For measuring distances between genetic programming trees, both syntactically and via operators.
This is GPDistance, a set of tools in Java and Python for research into distances between trees in genetic programming. It calculates two types of distance:
-
Syntactic distances work by comparing the contents and structures of two trees. For now the syntactic distances are tree-edit distance (TED), tree-alignment distance (TAD), overlap distance (OVD), feature-vector distance (FVD), and normalised compression distance (NCD). The Java implementation of the Zhang-Shasha tree-edit distance algorithm is Copyright (C) 2012 Mateusz Pawlik and Nikolaus Augsten (see http://www.inf.unibz.it/dis/projects/tree-edit-distance). It also uses a Java transliteration of the Clojure overlap distance by Lee Spector (see http://push.i3ci.hampshire.edu/2011/06/07/overlap/).
-
Operator distances work by studying the transition probabilities between pairs of nodes via particular operators. We start with the transition probability (TP) between each pair of nodes. We can calculate the mean first passage time (MFPT), the shortest path (SP), and the minimum number of steps (STEPS). The MFPT is calculated with the help of ergodic.py, Copyright (C) 2012 Sergio J. Rey of PySAL (see http://code.google.com/p/pysal/), derived from the treatment in John G. Kemeny and J. Laurie Snell, 1976, Finite Markov Chains, Springer-Verlag, Berlin.
You need to get the JScheme library (in fact, it's only needed for peripheral functionality, but I haven't bothered to remove the dependency yet) and the RTED library (which is used for core functionality). Download and copy them to java/libraries:
- http://sourceforge.net/projects/jscheme/?source=dlp
- http://www.inf.unibz.it/dis/projects/tree-edit-distance/download.php
Then there's a Makefile. Try make
to compile everything. It calls
into Makefiles in sub-directories to compile them. The Python code
requires NumPy and SciPy. Use apt
or your favourite package manager,
or try pip install numpy scipy
, but be warned that installing them
is known to cause pain especially on OSX.
See the root Makefile to see some possibilities for what to run.

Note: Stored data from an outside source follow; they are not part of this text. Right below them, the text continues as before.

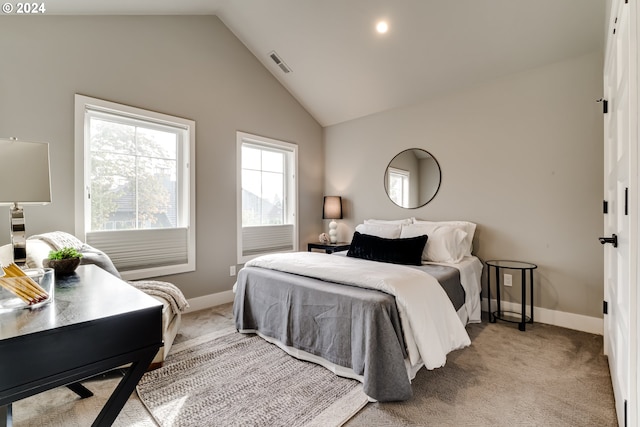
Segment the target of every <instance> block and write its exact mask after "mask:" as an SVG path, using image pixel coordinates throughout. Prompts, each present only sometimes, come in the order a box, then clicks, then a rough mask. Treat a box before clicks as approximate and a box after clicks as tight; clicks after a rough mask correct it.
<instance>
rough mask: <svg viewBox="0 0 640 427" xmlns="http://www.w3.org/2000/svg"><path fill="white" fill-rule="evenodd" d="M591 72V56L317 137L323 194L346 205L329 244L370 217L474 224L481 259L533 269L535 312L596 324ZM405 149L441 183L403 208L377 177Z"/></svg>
mask: <svg viewBox="0 0 640 427" xmlns="http://www.w3.org/2000/svg"><path fill="white" fill-rule="evenodd" d="M602 68H603V67H602V52H594V53H592V54H588V55H585V56H581V57H578V58H571V59H567V60H565V61H562V62H559V63H555V64H551V65H548V66H545V67H541V68H538V69H534V70H530V71H527V72H524V73H520V74H517V75H513V76H510V77H509V78H504V79H500V80H497V81H493V82H491V83H488V84H485V85H483V86H480V87H475V88H469V89H467V90H464V91H460V92H458V93H452V94H449V95H447V96H444V97H441V98H438V99H433V100H429V101H425V102H423V103H421V104H419V105H415V106H412V107H408V108H402V109H396V110H391V111H388V112H384V113H380V114H376V115H373V116H369V117H365V118H362V119H358V120H353V121H350V122H346V123H342V124H339V125H335V126H331V127H328V128H325V159H326V174H325V182H326V192H327V194H336V195H341V196H342V197H343V198H344V199H345V206H346V207H345V219H344V220H342V221H341V222H340V226H339V228H338V232H339V234H338V237H339V240H349V239H350V236H351V233H352V232H353V228H354V227H355V225H357V224H358V223H360V222H362V221H363V220H364V219H367V218H374V217H375V218H381V219H397V218H406V217H411V216H415V217H417V218H420V219H430V220H454V219H459V220H469V221H473V222H475V223H477V224H478V229H477V232H476V238H475V239H474V252H475V253H476V254H477V255H478V256H479V257H480V258H481V259H483V260H488V259H495V258H498V259H516V260H523V261H530V262H533V263H536V264H538V266H539V269H538V270H536V273H535V274H536V280H535V284H536V290H535V298H536V306H539V307H544V308H548V309H552V310H559V311H564V312H569V313H576V314H582V315H587V316H593V317H602V298H603V258H602V256H603V255H602V247H601V245H600V244H599V243H598V240H597V237H598V236H599V235H600V233H601V232H602V228H603V226H602V224H603V221H602V194H603V190H602V189H603V119H602V112H601V105H600V104H596V103H595V100H596V99H598V98H600V97H601V96H602ZM413 147H416V148H424V149H426V150H427V151H429V152H430V153H431V154H433V156H434V157H435V158H436V159H437V160H438V162H439V163H440V167H441V168H442V186H441V187H440V191H439V192H438V194H437V195H436V197H435V199H434V200H433V201H432V202H431V203H429V204H428V205H426V206H425V207H422V208H419V209H412V210H406V209H402V208H400V207H397V206H396V205H394V204H393V203H392V202H391V201H390V200H389V199H388V198H387V196H386V194H385V191H384V187H383V174H384V170H385V168H386V166H387V164H388V162H389V161H390V160H391V159H392V158H393V156H395V155H396V154H397V153H398V152H400V151H402V150H404V149H407V148H413ZM517 278H518V277H517V276H515V275H514V288H513V289H514V290H515V289H517V288H516V287H517V286H518V284H519V282H518V280H517ZM494 296H495V294H494ZM485 297H486V294H485ZM519 298H520V296H519V293H515V292H514V293H513V295H510V296H509V299H512V300H515V301H519Z"/></svg>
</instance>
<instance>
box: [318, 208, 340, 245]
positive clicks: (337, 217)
mask: <svg viewBox="0 0 640 427" xmlns="http://www.w3.org/2000/svg"><path fill="white" fill-rule="evenodd" d="M322 219H330V220H331V222H330V223H329V241H330V242H331V243H336V242H337V241H338V231H337V230H336V229H337V228H338V223H337V222H336V221H335V220H336V219H342V197H340V196H324V204H323V206H322Z"/></svg>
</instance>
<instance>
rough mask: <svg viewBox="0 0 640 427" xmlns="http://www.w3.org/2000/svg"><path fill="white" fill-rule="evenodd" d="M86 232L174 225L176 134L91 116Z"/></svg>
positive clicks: (176, 212)
mask: <svg viewBox="0 0 640 427" xmlns="http://www.w3.org/2000/svg"><path fill="white" fill-rule="evenodd" d="M89 134H90V141H91V190H90V191H91V230H92V231H99V230H131V229H149V228H171V227H176V226H177V207H176V203H177V181H176V178H177V160H176V159H177V135H176V133H175V131H174V132H167V131H164V130H156V129H150V128H145V127H142V126H138V125H130V124H122V123H115V122H113V121H109V120H105V119H102V118H96V117H92V118H91V119H90V127H89Z"/></svg>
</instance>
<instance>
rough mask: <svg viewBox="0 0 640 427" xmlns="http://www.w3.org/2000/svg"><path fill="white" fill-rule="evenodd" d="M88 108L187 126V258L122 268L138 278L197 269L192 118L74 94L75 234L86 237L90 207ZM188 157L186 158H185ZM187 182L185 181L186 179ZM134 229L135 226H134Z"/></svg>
mask: <svg viewBox="0 0 640 427" xmlns="http://www.w3.org/2000/svg"><path fill="white" fill-rule="evenodd" d="M87 109H91V110H94V111H103V112H108V113H113V114H119V113H124V114H125V115H126V116H127V117H132V118H136V117H137V118H141V119H143V120H151V121H153V122H155V123H157V124H158V125H160V126H161V125H162V124H169V125H172V126H177V125H179V126H181V127H183V128H184V129H185V130H188V135H189V140H188V141H185V142H186V144H187V146H186V147H185V149H186V151H187V152H188V154H187V156H183V155H182V153H180V154H179V156H181V157H182V158H180V157H179V161H181V163H182V167H183V168H185V171H186V173H187V174H188V179H189V182H188V183H185V184H188V190H185V189H184V188H183V189H182V191H183V194H185V193H187V194H188V197H189V202H188V204H187V206H183V208H186V209H188V212H183V217H184V218H188V224H185V225H184V228H186V230H187V238H188V242H187V260H186V262H185V263H182V264H175V265H167V266H158V267H152V268H144V269H137V270H128V271H121V272H120V273H121V276H122V278H123V279H126V280H136V279H143V278H149V277H157V276H165V275H169V274H177V273H184V272H189V271H195V269H196V210H195V206H196V175H195V164H196V163H195V135H196V128H195V122H194V121H193V120H188V119H183V118H180V117H174V116H169V115H167V114H162V113H156V112H152V111H148V110H143V109H140V108H136V107H131V106H128V105H122V104H117V103H115V102H110V101H105V100H102V99H97V98H91V97H88V96H84V95H79V94H76V95H75V111H74V117H75V129H74V138H75V153H74V154H75V165H74V167H75V177H76V178H75V182H74V193H75V209H74V213H75V234H76V236H77V237H78V238H80V239H82V240H83V241H85V242H86V241H87V238H86V237H87V231H88V223H87V222H86V221H87V218H86V217H85V212H86V211H87V210H88V203H89V199H88V197H87V195H88V194H87V193H88V190H87V188H86V185H85V183H86V182H88V179H89V176H88V175H89V174H90V169H89V159H88V158H85V154H86V152H85V138H86V132H87V129H86V125H85V112H86V111H87ZM185 157H186V158H185ZM183 182H184V181H183ZM134 231H135V230H134Z"/></svg>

Eg to
write matrices with all pairwise distances for the complete space of
depth 1, try make completeMatrices1
. Larger experiments, such as
make completeMatrices2
or make uniformSampleMatricesDepth6
will
take a long time, some hours.
There are a few assumptions in the code which would need to be checked before extending it to consider (eg) other mutation operators, other languages, etc.
If you wish to use and cite this work, please cite this earlier paper which used many of the same concepts and methods (a newer publication is in preparation):
McDermott, O'Reilly, Vanneschi, and Veeramachaneni, "How Far Is It From Here to There? A Distance that is Coherent with GP Operators", EuroGP 2011, Springer.